SURABAYA, KOMPAS — Usaha untuk membentuk keterampilan produksi vaksin dengan penguasaan kemampuan mengatur besaran partikel adjuvant atau media pembawa vaksin, dengan menggunakan mesin pemecah partikel, amat penting untuk menyongsong tibanya saat Indonesia memproduksi sendiri kebutuhan vaksinnya.
Upaya berswasembada kebutuhan vaksin tidak terelakkan bagi Indonesia mengingat besarnya kebutuhan vaksin untuk manusia dan hewan ternak. Meski ada kegiatan produksi vaksin oleh BUMN, kata pendiri dan Pembina Yayasan Profesor Nidhom (YPN), CA Nidhom, di Surabaya, Sabtu (14/7/2018), sebagian besar belanja kebutuhan vaksin di Indonesia untuk orang ataupun hewan ternak sangat bergantung pada belanja ke produsen luar negeri.
Peta kebutuhan vaksin nasional, menurut Nidhom, yang menjabat Guru Besar Biologi Molekuler Fakultas Kedokteran Hewan Universitas Airlangga, Surabaya, meliputi belanja vaksin untuk manusia dan hewan ternak.
Ia mengatakan, belanja vaksin untuk kebutuhan manusia sebesar Rp 1,8 triliun hingga Rp 2 triliun setahun, yang sebagian dipenuhi BUMN. Itu kebutuhan yang wajib, tidak termasuk jika ada kejadian luar biasa.
Kebutuhan vaksin ternak rata-rata Rp 10.000 per ekor ayam. Dengan demikian, untuk kebutuhan setahun dengan populasi 60 juta ekor sekitar Rp 600 miliar. Sementara kebutuhan untuk hewan besar sekitar Rp 50 miliar setahun.

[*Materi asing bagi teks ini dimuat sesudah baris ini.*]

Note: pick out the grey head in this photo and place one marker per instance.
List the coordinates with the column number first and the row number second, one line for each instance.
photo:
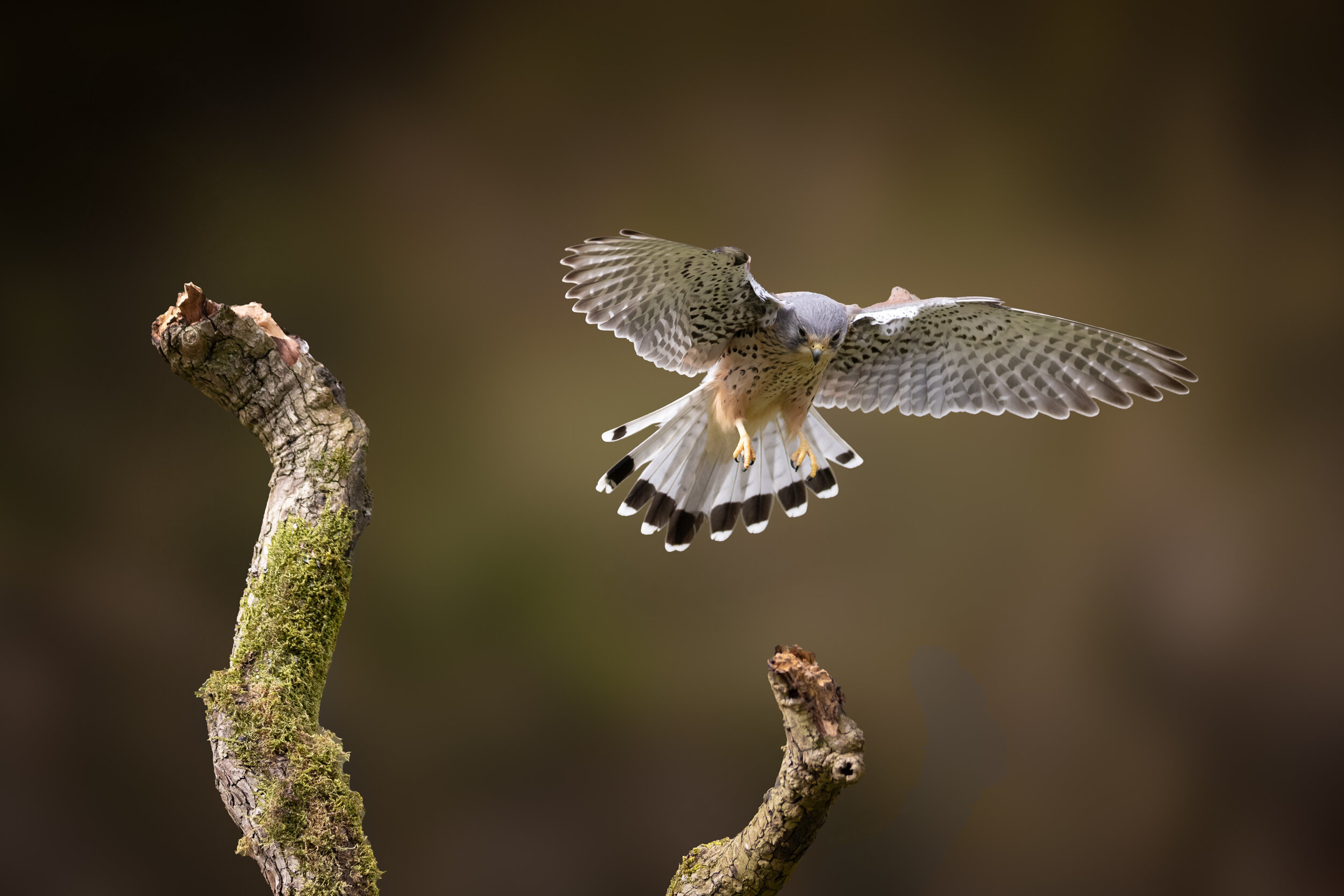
column 812, row 323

”Itu pangsa pasar yang sangat besar bagi produsen vaksin luar negeri. Maka, untuk menyelamatkan uang belanja vaksin, cepat atau lambat, Indonesia harus mendirikan industri vaksinnya sendiri. Hanya masalahnya, penguasaan teknologi produksi vaksin juga belum dimiliki oleh Indonesia. Rugi kalau hanya beli dari asing,” tutur Nidhom.
YPN sudah menjalin kerja sama dengan Pemerintah Swiss, melalui Swiss National Foundation, untuk merintis pembelajaran ketrampilan produksi vaksin.
”Pemerintah belum punya rencana induk produksi vaksin. Namun, dengan kesadaran akan pencegahan penyakit atau penanggulangan dari arah hulu, produksi vaksin adalah jalan termurah dan termudah untuk menekan biaya kesehatan nasional,” ujarnya.
”BPJS sudah kewalahan dengan biaya penanggulangan penyakit kuratif atau hilir yang sangat menguras dana. Maka, vaksin adalah jalan utama untuk menanggulangi masalah kesehatan nasional dan pembiayaannya,” katanya.
Salah satu bentuk rintisannya adalah menyiapkan tenaga terampil untuk mengoperasikan mesin Masterizer yang telah disumbang Pemerintah Swiss untuk PFN senilai Rp 1,5 miliar.
Nidhom menambahkan, karena isu halal, Indonesia kini telah dipercaya negara-negara Organisasi Kerja Sama Islam (OKI) sebagai center of excellence vaksinasi di negara-negara anggota. Ini juga kesempatan bagi Indonesia membangkitkan industri vaksin.